Ich habe gelebt und gelebt und gelebt.
Ein Dokumentarfilm über Brigitte Reimann (1933-1973) von Katharina Schubert, sie ist Grimme-Preisträgerin.
Es ist schon bemerkenswert, dass Brigitte Reimann über ihr Leben schreibt, ich habe gelebt und gelebt und gelebt, wenn sie das Leben mit dem Hirsebrei aus dem Märchen vergleicht, der unbemessen ist, und wenn sie später ohne Wehmut sagen kann: Du wagst Dauer, weil Du selbst nicht von Dauer bist. Katharina Schubert, die Filmmacherin aus Köln folgt diesem Weg Brigitte Reimanns von Burg über Hoyerswerda nach Neubrandenburg bis zum Abschluss ihres Lebens in der Berliner Charité. Nach einer Einschätzung von Martin Schmidt ist dieser Film wohl der authentischste, den es über Brigitte Reimann gibt, der ihr besser gerecht wird als jeder Spielfilm.
In der Dokumentation von Katharina Schbert erinnern ihre Lehrerin aus Burg, Siegfried Pitschmann, Walter Lewerenz, Helmut Sakowski und viele andere an die lebenshungrige, unangepasste, schöne Schriftstellerin Brigitte Reimann.
Burg, der Ort ihrer Kindheit, prägt sie in einem Elternhaus, in dem Literatur lebensnotwendig ist und in dem vier Kinder fröhlich aufwachsen trotz entbehrungsreicher Kriegs- und Nachkriegszeit. Man sieht sie dann als Lehrerin inmitten von Schülerinnen, die begeistert bei ihr lernen, weil sie lebendiger lehrt und diskutiert als andere Lehrer an der Schule. Diese Lebendigkeit und Lebensfreude schätzen an ihr alle, die ihr später begegnen, ihre Art, ohne Umschweife zu fragen, ohne falsche Rücksicht auf offizielle Meinungen, aber mit einer tiefen Zuwendung zu anderen.
Das schätzt besonders ihr zweiter Ehemann, Siegfried Pitschmann an ihr, mit dem sie 1960 nach Hoyerswerda kommt, beide sind Schriftsteller und beide arbeiten sie um des Verständnisses des Dichters zur körperlichen Arbeit in einem Großbetrieb im Kombinat Schwarze Pumpe, einerseits durch Partei und Regierung zu solchem Tun verpflichtet, andererseits aber auch als freiwillige „Forschung“ zur Inspiration und Erfahrung von Leben.
Brigitte Reimanns unerschöpfliche Phantasie und ihre überschäumenden Emotionen sind Anregung genug für beide, auch wenn Siegfried Pitschmann das im Nachhinein als ziemlich anstrengend empfindet.
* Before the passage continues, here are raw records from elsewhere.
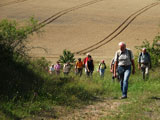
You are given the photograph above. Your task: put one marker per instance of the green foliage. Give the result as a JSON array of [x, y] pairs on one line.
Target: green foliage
[[67, 57], [13, 38], [153, 49]]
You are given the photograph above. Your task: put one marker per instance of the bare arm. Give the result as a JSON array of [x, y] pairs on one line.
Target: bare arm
[[133, 65], [115, 68]]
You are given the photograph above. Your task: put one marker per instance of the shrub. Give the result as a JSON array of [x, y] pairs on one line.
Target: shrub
[[153, 50]]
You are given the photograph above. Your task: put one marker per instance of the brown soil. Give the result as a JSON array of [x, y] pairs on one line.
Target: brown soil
[[85, 26]]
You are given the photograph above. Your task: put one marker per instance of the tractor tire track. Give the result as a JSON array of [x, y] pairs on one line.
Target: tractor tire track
[[127, 21], [63, 12], [12, 2]]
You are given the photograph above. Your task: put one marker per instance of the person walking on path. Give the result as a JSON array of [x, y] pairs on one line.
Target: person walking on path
[[85, 63], [101, 68], [124, 59], [57, 68], [112, 70], [144, 63], [90, 66], [79, 67], [51, 69], [66, 68]]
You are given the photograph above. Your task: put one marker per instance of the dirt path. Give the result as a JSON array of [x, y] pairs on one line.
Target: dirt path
[[76, 29], [96, 111]]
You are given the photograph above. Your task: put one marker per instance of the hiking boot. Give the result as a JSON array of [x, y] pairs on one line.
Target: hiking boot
[[123, 97]]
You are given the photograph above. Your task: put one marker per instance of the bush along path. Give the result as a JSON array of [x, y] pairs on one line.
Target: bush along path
[[143, 102]]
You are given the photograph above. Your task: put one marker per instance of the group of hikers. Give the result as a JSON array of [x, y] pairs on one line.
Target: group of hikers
[[87, 64], [120, 66]]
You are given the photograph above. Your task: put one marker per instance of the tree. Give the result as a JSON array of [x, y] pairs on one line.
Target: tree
[[13, 38]]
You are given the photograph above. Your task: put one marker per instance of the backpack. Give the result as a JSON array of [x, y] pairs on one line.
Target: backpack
[[145, 58], [129, 51], [102, 66]]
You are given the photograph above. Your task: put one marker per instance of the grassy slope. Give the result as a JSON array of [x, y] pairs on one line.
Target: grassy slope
[[143, 101]]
Als Brigitte Reimann nach Hoyerswerda kommt, hat sie bereits ihre ersten Erzählungen veröffentlicht, so auch „Die Frau am Pranger“, eine tief ergreifende, psychologisch reife Erzählung einer 23-jährigen Dichterin über die Liebe zwischen einer jungen Bäuerin und einem russischen Kriegsgefangenen, die am Ende beide ins KZ kommen. Die Erzählung „Ankunft im Alltag“ hat die 60-er Jahre in Hoyerswerda und in der DDR zum Thema, die durch Brigitte Reimann sinnlich erlebbar werden. Viele schätzen auch ihre Tagebücher, die nach dem Urteil von Marcel Reich-Ranicki ein „Parlando sind, in dem der Odem großer Literatur weht“.
Auch ihr wichtigstes Buch wird sie in Hoyerswerda schreiben: „Franziska Linkerhand“. Die junge Architektin Franziska Linkerhand erlebt die Ernüchterung von Architektur in der „Häuserfabrik“ von Hoyerswerda und wird nicht müde, ihre Visionen trotz allem zu verfolgen, gegen falsche politische Strategien anzugehen und für die junge neue Stadt eine Synthese „zwischen Heute und Morgen, zwischen tristem Blockbau und heiter lebendiger Straße, zwischen dem Notwendigem und dem Schönen“ zu erträumen. Sie ist sich sicher, eines Tages wird sie diese finden. Ein Apell, der uns auch heute nachdenklich stimmen sollte.